For a long time, my goals were very very vague. ‘I want to be successful’, ‘I want to make this company successful’, ‘I want to be healthy’. There was nothing specific about any of this. It was obviously general (and if you’ve listened to my podcast, you know how I feel about not being specific, so what the hell, right?!).
Since the universe has an extremely funny (and often ironic) way of working, all those things came true. Businesses and people working in them were successful. I had success and health in ways for myself but none of it made me feel the accomplishment I was looking for. And none of it made me happy. None of it made me feel fulfilled. It made me feel like all the work I was doing was to get other people, businesses and shareholders where they wanted to be. Not where I wanted to be. It left me exhausted, resentful and feeling taken advantage of. It translated to a fairly defensive attitude when I was challenged, nights sitting on the couch watching bad TV and a feeling of failure- a feeling of not being far enough in my career.

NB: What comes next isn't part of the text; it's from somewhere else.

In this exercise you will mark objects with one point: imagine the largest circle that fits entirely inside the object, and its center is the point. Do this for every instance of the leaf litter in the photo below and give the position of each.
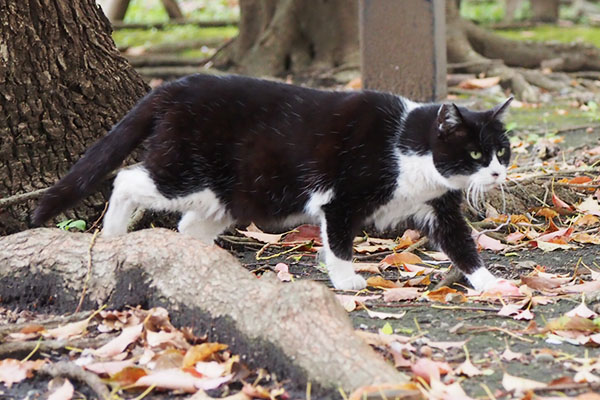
(401, 285)
(146, 353)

So what changed? I came to a crossroads. There is nothing like a crossroads after almost 10 years of doing something. Just when I thought I had it all figured out, right? I had two choices: I could keep doing the same thing I had always done out of some need to prove myself to everyone OR I could sit my ass down and figure out what I really wanted and who I wanted to be.
Now, I was lucky, as everything started to turn, I was going to be spending about a month in London with my family. I had a time change, a computer, and my walking shoes. My sister called me during the first week and read me the riot act. She said, ‘Go do these things I am telling you to do and f%$king find yourself, ok?’. Damn. Universe 1, HKT 0.
She wrote me with a list of museums, bookstores, culinary adventures, restaurants and interesting businesses she thought I would like (my sister knows me pretty well- she nailed it). I spent an afternoon mapping out the next 3 weeks of my life. And I became inspired for the first time in a long time. I was so inspired that some nights I broke down in tears in our little London flat for no reason other than the realization that I had let my ambition blind me. I realized that I was operating from a place of proving something to everyone else and not doing anything that was really true to me. In some ways it had served me, I was lit by this sort of angry fuel I had had. But I was maxed out. I started to understand that coming from that angry ambitious place, just like a get rich quick scheme, was never going to work out. If I kept operating from that place, I was going to go nowhere. Nowhere. Over and over and over again.
I came home from the UK with a new sense of self and loads of energy and inspiration. I wrote a plan. A really specific plan (my friends at Best Self helped me out!) and I started working. I also changed the people I was surrounding myself with. I got a new business partner (and a phenomenal one at that). I reached out to new people whose work I was aligned with and acquaintances I had had along the way who I realized were just the people I need in my life. Most notably, I reconnected with Nitika Chopra (who I knew from my days at NibMor) because I am now building a brand that looks to inspire joy every day (Paper Greats) and no one, I mean no one inspires joy and positivity like Nitika. I won’t go into every little detail, but that girl is a friend for life. I left New York City that day knowing I was on the right path. She infused me with energy and gave me hope that there are people out there who support one another and that business could be fun and inspiring, even behind the scenes (thank you my dear sweet friend).
So, what does this all mean? Life is too short. You didn’t go into business for yourself or go work for a startup to be miserable. You can move on or change the reasons that you are there. If you don’t operate from a place of service in this world, where you can feel good about what you are putting out there, you’ll never win. A ‘me against everyone’ view will always have everyone kicking your ass. Re-evaluate, re-assess and then re-engage. I promise you won’t be sorry and you’ll certainly be a whole lot happier.